The zombie, Bob dies the next day because Grumpy drank some monster and went berserk, eating the zombie.

Being a sparkilie zombie Bob kills everyone in sight once he came back to life using one of his trillions of lifes. Bob becomes a vegetarian only eating spaghetti right after eating Violets brain, or what was left of it. Grumpy and Bob then flew to the land of Magical Marshmello Babies.

They had a very soft landing on marshmello island when they got off the plane to was a storybook land of butterflies and rainbows and honey and everything good. All the marshmello babies were singing and laughing. In this land bad was not allowed. People had yet to figure out who Bob was. Soon Bob started to eat all of the marshmellos. But Bob only liked the green marshmello babies. Later he quit being a vegetarian and he ate ALL of the marshmello babies and their brains. Bob fell through the coulds and was never seen again.

2 weeks later

Bob was found and put in a mental asylum for killing and eating all of the marshmello babies. He ate 1 hamster a day. One day a rock named Steve made a difference in the world. He fell from the sky killing Bobs watch dog person, he broke free off the straitjacket, and went on a killing spree with Michal Myers, eventually killing Justin Beiber.

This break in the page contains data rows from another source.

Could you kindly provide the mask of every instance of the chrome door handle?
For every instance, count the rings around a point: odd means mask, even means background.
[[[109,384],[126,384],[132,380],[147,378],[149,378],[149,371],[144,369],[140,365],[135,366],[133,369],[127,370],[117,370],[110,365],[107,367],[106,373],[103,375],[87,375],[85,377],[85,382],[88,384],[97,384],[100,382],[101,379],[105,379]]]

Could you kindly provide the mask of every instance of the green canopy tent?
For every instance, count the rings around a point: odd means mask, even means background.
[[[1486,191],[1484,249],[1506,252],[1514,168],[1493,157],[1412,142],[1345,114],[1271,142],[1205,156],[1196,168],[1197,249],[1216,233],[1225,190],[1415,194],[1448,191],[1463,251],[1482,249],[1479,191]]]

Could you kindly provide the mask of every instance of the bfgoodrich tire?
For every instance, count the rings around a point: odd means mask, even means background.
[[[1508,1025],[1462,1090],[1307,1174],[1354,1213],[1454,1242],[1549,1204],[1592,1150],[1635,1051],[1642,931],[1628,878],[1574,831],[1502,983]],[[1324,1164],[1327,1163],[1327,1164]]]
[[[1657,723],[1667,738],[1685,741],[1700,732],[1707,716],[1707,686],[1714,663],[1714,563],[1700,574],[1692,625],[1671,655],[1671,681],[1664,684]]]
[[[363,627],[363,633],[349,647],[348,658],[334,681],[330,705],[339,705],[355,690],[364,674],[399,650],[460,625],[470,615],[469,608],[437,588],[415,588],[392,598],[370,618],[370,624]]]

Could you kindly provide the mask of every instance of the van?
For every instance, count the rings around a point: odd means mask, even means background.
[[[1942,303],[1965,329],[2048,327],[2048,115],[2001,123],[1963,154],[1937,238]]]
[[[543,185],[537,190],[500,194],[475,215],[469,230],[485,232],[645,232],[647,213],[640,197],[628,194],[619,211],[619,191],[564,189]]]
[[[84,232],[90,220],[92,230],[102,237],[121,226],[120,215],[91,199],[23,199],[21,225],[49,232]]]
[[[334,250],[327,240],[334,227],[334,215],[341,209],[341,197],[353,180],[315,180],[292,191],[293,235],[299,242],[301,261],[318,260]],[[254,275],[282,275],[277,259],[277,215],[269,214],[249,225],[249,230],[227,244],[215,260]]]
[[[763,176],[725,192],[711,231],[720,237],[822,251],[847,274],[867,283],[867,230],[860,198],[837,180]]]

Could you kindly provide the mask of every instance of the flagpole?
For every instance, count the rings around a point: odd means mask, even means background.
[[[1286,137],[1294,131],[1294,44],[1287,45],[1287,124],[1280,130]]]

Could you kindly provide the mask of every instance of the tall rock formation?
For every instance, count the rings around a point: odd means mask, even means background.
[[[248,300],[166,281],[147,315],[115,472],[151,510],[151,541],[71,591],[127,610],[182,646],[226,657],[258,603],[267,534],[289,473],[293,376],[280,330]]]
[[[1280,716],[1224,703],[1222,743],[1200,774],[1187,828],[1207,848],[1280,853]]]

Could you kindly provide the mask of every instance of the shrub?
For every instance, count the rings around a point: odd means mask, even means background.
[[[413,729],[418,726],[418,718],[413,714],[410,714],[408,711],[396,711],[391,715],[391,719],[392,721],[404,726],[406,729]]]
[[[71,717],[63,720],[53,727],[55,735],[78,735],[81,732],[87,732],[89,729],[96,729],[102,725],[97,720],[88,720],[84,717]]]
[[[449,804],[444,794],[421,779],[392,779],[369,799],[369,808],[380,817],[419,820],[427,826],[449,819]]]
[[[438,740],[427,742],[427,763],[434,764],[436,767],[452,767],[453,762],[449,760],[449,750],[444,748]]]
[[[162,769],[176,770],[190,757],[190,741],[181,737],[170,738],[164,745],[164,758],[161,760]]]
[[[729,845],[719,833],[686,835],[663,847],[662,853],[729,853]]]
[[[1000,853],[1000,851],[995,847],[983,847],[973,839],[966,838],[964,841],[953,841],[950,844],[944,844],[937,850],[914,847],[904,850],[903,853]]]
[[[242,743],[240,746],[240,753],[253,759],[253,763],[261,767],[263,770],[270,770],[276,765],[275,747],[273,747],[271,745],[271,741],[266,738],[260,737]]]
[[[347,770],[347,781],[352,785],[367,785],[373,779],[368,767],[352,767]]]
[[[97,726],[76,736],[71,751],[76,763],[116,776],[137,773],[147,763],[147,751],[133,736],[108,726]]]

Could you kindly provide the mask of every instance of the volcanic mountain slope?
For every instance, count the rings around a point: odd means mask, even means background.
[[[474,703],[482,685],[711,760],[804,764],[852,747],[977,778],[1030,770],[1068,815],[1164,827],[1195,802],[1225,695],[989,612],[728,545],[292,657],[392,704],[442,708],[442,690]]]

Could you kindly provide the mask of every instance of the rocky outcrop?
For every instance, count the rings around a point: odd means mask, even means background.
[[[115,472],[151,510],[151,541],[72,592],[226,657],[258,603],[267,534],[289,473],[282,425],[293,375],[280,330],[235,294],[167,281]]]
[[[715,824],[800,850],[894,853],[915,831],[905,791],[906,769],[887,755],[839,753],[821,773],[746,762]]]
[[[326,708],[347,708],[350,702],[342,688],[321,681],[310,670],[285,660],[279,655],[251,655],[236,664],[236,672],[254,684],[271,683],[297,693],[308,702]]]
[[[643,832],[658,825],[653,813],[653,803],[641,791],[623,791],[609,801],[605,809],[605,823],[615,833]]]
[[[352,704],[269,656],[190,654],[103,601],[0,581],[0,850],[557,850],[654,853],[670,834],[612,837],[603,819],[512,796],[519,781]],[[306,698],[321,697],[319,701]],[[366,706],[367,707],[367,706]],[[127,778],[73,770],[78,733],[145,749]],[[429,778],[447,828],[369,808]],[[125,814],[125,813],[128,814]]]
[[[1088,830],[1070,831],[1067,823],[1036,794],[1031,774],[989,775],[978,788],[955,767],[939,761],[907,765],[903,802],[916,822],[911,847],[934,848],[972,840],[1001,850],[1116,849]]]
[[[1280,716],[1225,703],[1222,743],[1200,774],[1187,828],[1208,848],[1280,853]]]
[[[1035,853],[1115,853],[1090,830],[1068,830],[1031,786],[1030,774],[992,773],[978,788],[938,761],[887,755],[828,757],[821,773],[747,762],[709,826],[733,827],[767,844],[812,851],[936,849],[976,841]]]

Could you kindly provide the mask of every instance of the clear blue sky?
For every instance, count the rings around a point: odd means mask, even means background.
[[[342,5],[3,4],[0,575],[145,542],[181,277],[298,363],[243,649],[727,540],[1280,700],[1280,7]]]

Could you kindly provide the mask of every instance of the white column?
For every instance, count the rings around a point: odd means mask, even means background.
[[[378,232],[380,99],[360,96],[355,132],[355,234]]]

Soon Bob went to a flea market to get some hamsters to \"play\" with but Bob gets lost!!! No one could find him. Suddenly Bob sees 2 full cages of hamsters and gobbles them all down. But Bob was still hungry. Lacy shows up so Boo eats half her brains and gives the rest to Grumpy. Grumpy felt bad for the girl so he gave her the rest of her brian and half of his. She springs up, now she was immortal and had bunny ears and a tail.

Long story short Lucy defeats all evil, blah, blah, blah. And then she dies so not really a happily ever after.

............................the end.